Quentin apartó enseguida aquella idea de su pensamiento. Claro que la muerte de Jonathan había conmocionado profundamente a su tío, pero eso no significaba que no supiera qué hacía. Un instante después, Quentin ya se avergonzaba de sus pensamientos y creyó que debía desagraviar de algún modo a sir Walter.

– ¿Cómo puedo ayudarte, tío? -preguntó.

– Yendo a Kelso en mi lugar, sobrino.

– ¿A Kelso?

Sir Walter asintió.

– Escribiré una carta al abad Andrew solicitándole que te deje investigar en los libros que pudieron ser salvados de la biblioteca. Le comunicaré que has tomado el relevo de Jonathan y que debes recopilar para mí datos para una nueva novela.

– ¿Quieres escribir una nueva novela, tío? ¿Ya está acabada la otra?

– De ningún modo, es solo una excusa. Una astucia a la que tenemos que recurrir porque me temo que nos están ocultando la verdad. En realidad aprovecharás esa oportunidad para tratar de encontrar en la librería del abad Andrew otros indicios, muchacho, indicios sobre la runa de la espada y la enigmática secta de la que ha hablado Dellard.

Quentin se quedó con la boca abierta, estupefacto.

– ¿Debo ir a espiar, tío? ¿A un monasterio?

– Solo debes compensar un poco la ventaja que nos llevan -expresó diplomáticamente sir Walter-. El abad Andrew y el inspector Dellard no muestran sus cartas, y no pueden esperar que nosotros lo aceptemos sin más. Es evidente que ocultan un secreto, y después de todo lo que ha ocurrido, pienso que deberían compartir sus conocimientos con nosotros. Al fin y al cabo, no es su vida la que está amenazada, sino la nuestra, y no se trata de su casa y su hogar, sino del mío. Y haré todo lo que sea necesario para protegerlo. ¿Me ayudarás en esto?

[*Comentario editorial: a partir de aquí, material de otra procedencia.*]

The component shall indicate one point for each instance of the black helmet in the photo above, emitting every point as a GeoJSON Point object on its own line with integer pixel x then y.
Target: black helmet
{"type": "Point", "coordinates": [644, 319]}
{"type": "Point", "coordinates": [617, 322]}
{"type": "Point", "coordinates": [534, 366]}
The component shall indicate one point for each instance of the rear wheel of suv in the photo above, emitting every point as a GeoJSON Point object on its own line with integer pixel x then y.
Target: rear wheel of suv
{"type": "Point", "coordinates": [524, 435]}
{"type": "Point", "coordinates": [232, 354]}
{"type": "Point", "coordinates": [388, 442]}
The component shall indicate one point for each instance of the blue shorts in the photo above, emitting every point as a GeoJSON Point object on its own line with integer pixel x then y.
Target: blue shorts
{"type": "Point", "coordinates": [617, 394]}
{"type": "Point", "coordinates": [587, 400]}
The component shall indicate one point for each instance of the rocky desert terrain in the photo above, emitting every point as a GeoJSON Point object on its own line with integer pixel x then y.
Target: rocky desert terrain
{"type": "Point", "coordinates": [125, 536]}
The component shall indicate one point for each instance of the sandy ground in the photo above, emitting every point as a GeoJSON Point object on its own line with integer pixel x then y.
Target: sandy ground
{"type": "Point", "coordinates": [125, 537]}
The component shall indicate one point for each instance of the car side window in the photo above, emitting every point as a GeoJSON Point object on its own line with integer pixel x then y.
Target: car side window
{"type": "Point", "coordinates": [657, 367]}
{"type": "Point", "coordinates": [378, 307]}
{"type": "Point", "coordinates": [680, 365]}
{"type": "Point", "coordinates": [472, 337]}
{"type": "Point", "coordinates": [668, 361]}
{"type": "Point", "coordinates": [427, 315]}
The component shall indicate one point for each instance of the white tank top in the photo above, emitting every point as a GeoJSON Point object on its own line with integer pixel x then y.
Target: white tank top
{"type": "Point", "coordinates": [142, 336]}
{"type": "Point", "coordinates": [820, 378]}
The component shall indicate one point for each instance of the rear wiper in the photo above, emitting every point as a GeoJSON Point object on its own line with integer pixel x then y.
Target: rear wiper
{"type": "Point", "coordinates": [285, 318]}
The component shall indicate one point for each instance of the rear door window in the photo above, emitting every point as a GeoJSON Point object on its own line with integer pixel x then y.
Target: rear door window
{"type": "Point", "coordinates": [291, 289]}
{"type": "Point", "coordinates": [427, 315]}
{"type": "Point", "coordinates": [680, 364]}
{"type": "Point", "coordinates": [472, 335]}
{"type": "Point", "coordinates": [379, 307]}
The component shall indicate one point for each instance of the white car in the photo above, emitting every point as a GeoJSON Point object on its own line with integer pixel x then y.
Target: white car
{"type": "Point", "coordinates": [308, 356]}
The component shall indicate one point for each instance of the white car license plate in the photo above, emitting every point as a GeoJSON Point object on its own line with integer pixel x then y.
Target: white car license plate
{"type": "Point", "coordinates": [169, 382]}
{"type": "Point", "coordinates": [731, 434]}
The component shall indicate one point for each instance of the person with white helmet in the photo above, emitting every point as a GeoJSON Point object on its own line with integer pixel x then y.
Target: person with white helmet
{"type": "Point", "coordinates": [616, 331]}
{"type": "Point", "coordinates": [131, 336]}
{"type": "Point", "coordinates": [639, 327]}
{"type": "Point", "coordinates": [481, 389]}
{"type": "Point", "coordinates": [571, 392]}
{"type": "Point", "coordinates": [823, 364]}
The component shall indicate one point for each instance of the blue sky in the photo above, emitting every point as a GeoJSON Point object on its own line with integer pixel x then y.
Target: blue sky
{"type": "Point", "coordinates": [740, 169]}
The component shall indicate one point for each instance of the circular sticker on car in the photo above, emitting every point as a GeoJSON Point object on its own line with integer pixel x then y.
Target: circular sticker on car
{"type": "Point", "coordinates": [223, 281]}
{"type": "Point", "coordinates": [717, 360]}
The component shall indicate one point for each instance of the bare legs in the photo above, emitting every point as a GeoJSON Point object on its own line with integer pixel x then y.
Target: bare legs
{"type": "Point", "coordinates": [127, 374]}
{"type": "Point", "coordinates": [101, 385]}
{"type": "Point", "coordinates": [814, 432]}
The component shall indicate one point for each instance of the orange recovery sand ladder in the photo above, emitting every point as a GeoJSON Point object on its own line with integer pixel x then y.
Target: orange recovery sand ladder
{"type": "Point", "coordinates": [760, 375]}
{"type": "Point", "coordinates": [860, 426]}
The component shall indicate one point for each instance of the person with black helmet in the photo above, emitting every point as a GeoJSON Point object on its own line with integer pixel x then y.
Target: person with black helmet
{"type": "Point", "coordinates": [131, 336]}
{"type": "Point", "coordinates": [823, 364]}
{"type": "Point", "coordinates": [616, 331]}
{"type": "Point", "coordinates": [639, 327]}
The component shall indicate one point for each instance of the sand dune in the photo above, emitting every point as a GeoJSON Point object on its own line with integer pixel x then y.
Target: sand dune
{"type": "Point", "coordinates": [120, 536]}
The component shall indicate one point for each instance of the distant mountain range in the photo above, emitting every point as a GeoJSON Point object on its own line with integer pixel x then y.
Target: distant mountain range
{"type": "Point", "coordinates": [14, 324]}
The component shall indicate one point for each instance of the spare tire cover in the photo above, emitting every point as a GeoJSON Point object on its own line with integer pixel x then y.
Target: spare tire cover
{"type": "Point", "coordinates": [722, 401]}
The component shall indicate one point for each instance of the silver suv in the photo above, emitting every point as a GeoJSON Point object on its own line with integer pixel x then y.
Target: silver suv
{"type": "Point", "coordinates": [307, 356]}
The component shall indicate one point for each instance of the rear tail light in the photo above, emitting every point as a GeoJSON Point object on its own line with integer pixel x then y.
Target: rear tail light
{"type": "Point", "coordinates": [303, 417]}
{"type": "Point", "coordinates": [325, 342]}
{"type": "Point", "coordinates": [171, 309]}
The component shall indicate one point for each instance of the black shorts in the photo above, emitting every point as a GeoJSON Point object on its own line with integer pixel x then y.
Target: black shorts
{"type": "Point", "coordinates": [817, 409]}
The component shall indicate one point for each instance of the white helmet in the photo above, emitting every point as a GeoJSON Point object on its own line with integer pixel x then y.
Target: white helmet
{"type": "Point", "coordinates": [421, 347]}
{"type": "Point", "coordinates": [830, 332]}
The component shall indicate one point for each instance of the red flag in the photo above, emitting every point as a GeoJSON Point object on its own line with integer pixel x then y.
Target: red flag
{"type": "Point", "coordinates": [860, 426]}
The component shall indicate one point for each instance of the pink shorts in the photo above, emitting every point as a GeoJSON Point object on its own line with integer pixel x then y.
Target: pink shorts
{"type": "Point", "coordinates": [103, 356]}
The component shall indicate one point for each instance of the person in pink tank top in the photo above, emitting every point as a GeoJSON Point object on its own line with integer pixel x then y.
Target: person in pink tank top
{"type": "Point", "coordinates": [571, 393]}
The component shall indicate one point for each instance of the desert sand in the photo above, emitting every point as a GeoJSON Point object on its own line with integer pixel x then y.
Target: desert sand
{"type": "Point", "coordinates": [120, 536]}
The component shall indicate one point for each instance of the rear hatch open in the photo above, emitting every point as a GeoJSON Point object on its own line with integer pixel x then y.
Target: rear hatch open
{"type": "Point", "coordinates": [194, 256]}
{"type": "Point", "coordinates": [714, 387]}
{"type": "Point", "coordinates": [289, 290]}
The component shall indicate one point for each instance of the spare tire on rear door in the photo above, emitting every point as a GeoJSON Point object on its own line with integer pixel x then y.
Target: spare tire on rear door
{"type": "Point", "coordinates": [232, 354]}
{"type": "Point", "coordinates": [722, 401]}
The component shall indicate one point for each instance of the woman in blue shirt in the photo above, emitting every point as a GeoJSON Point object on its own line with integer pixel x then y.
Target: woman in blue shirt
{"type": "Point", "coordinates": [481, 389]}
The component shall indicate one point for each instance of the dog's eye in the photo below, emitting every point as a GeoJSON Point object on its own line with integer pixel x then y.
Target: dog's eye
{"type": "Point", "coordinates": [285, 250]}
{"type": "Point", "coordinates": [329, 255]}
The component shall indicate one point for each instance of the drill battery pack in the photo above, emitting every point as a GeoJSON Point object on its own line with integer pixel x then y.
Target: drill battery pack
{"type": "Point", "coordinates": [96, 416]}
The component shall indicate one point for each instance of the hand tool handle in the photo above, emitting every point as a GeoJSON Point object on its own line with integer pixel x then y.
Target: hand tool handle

Quentin no tuvo necesidad de reflexionar, aunque actuar como espía en la comunidad de Kelso no le entusiasmaba precisamente.

– Claro, tío -aseguró-. Puedes confiar en mí.

– Muy bien, muchacho. -Sir Walter sonrió-. El abad Andrew y Dellard deberían saber que la verdad nunca se puede ocultar por mucho tiempo. Más pronto o más tarde saldrá a la luz.